Not all tables are good candidates for partitioning. If the answer is yes to all or most of the following questions, then table partitioning is a viable database design strategy for improving query performance. If the answer is no to most of the following questions, then table partitioning is not the right solution for that table:

1. Is the table large enough? Large fact tables are good candidates for table partitioning. If you have millions or billions of records in a table, you will see performance benefits from logically breaking that data up into smaller chunks. For smaller tables with only a few thousand rows or less, the administrative overhead of maintaining the partitions will outweigh any performance benefits you might see.

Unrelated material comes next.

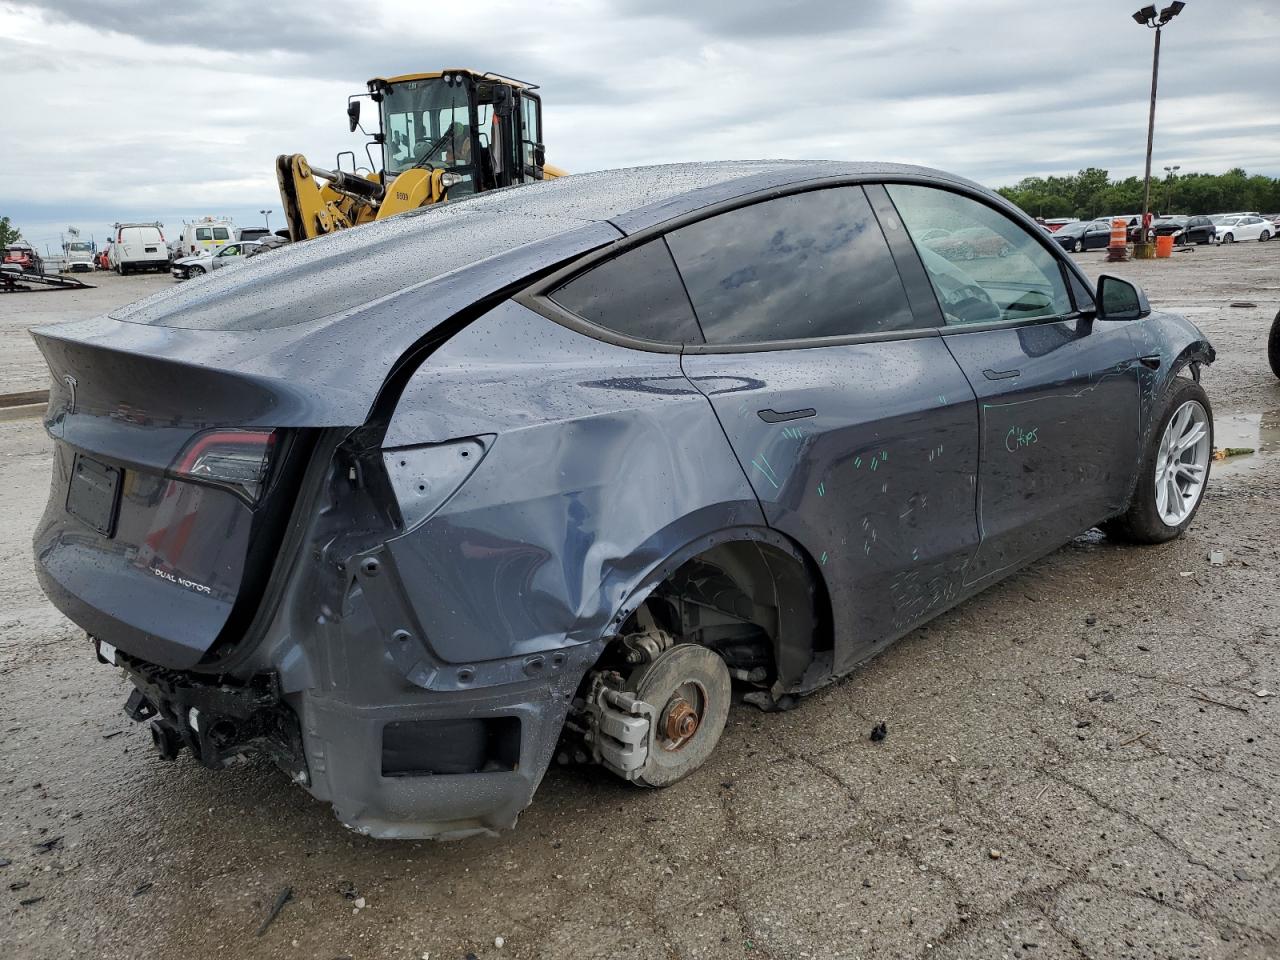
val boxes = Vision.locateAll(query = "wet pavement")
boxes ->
[1,241,1278,959]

2. Are you experiencing unsatisfactory performance? As with any performance tuning initiative, a table should be partitioned only if queries against that table are producing slower response times than desired.

3. Do your query predicates have identifiable access patterns? Examine the WHERE clauses of your query workload and look for table columns that are consistently used to access data. For example, if most of your queries tend to look up records by date, then a monthly or weekly date-partitioning design might be beneficial. Or if you tend to access records by region, consider a list-partitioning design to divide the table by region.

4. Does your data warehouse maintain a window of historical data? Another consideration for partition design is your organization’s business requirements for maintaining historical data. For example, your data warehouse may only require you to keep the past twelve months worth of data. If the data is partitioned by month, you can easily drop the oldest monthly partition from the warehouse, and load current data into the most recent monthly partition.

5. Can the data be divided into somewhat equal parts based on some defining criteria? You should choose partitioning criteria that will divide your data as evenly as possible. If the partitions contain a relatively equal number of records, query performance improves based on the number of partitions created. For example, by dividing a large table into 10 partitions, a query will execute 10 times faster than it would against the unpartitioned table (provided that the partitions are designed to support the query’s criteria).